22nd Mar 2014 to 29th Mar 2014
Dominic Hill, Artistic Director of Glasgow’s Citizens Theatre, will bring Verdi’s opera Macbeth to audiences in Glasgow and Edinburgh this spring. Remaining true to the Shakespearian tale of betrayal, murder and power, the opera chronicles the fatal downfall of Macbeth – urged on by his wife to realise the prophecy of a trio of witches and claim Scotland’s throne.
Hill’s operatic production, first staged by Scottish Opera in 2005 is inspired by the war-ravaged Balkans of the late 20th Century. Hill and designer Tom Piper have created a dystopia of camouflage-clad leaders and chain-smoking witches to tell the story of civil war and a lust for power.

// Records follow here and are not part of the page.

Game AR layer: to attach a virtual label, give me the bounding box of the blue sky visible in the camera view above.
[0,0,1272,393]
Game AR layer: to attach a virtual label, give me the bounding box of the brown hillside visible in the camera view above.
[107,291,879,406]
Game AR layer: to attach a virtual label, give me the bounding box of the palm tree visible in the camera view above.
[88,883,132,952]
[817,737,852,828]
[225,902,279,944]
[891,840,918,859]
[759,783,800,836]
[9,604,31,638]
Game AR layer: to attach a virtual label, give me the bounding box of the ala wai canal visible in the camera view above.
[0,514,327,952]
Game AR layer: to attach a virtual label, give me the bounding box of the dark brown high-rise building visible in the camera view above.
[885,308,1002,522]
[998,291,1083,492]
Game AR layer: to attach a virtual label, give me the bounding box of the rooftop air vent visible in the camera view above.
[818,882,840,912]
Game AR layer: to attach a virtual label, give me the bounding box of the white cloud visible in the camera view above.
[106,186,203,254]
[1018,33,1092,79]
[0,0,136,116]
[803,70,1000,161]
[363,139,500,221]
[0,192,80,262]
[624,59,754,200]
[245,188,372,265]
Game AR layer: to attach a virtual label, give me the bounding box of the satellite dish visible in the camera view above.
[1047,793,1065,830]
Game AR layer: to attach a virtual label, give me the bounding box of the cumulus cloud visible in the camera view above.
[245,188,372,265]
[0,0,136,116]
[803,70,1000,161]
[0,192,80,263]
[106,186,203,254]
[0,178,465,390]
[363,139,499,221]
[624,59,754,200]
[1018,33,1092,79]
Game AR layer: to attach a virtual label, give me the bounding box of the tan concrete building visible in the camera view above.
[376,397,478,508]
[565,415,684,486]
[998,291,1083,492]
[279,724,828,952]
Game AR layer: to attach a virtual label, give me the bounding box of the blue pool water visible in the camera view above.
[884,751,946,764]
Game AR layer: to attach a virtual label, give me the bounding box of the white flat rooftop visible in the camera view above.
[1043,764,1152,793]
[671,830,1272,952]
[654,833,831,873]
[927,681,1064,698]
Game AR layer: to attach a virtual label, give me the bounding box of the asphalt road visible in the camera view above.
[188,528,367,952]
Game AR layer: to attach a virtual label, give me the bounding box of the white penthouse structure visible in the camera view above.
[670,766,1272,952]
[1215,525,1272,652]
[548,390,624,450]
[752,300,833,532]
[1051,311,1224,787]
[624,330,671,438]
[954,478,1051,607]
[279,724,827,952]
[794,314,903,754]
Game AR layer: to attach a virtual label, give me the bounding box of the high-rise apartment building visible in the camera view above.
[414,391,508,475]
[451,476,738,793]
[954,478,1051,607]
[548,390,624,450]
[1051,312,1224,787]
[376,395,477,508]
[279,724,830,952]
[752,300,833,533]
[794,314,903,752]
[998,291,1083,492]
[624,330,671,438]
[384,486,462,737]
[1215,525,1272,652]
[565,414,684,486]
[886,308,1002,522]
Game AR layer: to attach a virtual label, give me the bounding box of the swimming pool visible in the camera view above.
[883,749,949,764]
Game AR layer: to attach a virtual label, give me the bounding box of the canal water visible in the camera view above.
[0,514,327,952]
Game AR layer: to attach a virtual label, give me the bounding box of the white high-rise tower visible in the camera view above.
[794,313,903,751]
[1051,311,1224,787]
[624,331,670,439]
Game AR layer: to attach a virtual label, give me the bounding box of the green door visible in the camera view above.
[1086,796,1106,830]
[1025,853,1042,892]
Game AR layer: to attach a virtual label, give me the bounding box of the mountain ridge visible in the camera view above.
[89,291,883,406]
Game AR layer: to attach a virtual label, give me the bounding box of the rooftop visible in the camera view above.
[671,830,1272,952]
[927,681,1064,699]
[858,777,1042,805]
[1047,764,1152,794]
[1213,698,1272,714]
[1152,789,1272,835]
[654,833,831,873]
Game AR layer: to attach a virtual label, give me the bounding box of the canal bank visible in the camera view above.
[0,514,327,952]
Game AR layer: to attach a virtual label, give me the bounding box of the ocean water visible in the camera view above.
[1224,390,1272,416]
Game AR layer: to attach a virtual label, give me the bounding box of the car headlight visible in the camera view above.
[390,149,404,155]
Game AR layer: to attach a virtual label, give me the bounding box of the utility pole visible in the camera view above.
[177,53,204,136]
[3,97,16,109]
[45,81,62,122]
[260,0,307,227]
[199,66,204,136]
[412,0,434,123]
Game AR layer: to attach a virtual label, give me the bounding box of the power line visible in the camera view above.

Director, Dominic Hill said:
“We wanted to find a contemporary world that could carry the action of Macbeth with civil war and a struggle for power, but which still has a strong religious undercurrent to it. To convey that idea, we’ve taken inspiration from the Balkans conflict of the late 1990s, and of course audiences will recognise the same tragic themes from modern religious conflicts that we still see on the news today.
“But it’s important to say that this isn’t a hi-tech, high-testosterone take on Macbeth – it’s true that the production is influenced by images of the Balkans Conflict, but it also takes inspiration from Russian religious icons and painting.
“The libretto is largely lifted from Shakespeare’s writing, but we’ve tried to ensure that the action on stage will be something that today’s audiences can engage with.”
Macbeth opens at the Citizen’s Theatre on the 22nd March, and will also travel to the King’s Theatre in Edinburgh, with performances in the capital from the 8th April, before touring Scotland later in 2014.
Unusually, the production will not visit Scottish Opera’s home, the Theatre Royal Glasgow, due to a temporary closure in order to complete the new foyers – which are due to be finished before the opening of the Commonwealth Games this summer.
Leading the cast of Macbeth is David Stephenson, who made a powerful impression as Giorgio Germont in Scottish Opera’s 50th Anniversary staging of La traviata. Singing the part of Lady Macbeth will be Elisabeth Meister, a former Jette Parker Young Artist at the Royal Opera House.
Among the witches will be Scottish Opera Emerging Artist Sioned Gwen Davies. All performances will be accompanied by a chamber orchestra of players from The Orchestra of Scottish Opera, conducted by Scottish Opera Head of Music, Derek Clark.
Scottish Opera’s General Director, Alex Reedijk said:
“We are excited to be nearing the finishing line of the project to transform our home, the Theatre Royal. Reaching this stage means that the theatre must close for 14 weeks to allow the old and the new parts of the building to be joined together.
“Usually at this time in our season, we would be presenting a mainscale opera, but without the use of our theatre, we can’t do that. However, we wanted to perform as much opera as we could for our audiences, so I’m delighted that we’ve been able to visit the Citizens and the King’s in order to present Dominic Hill’s excellent Macbeth.”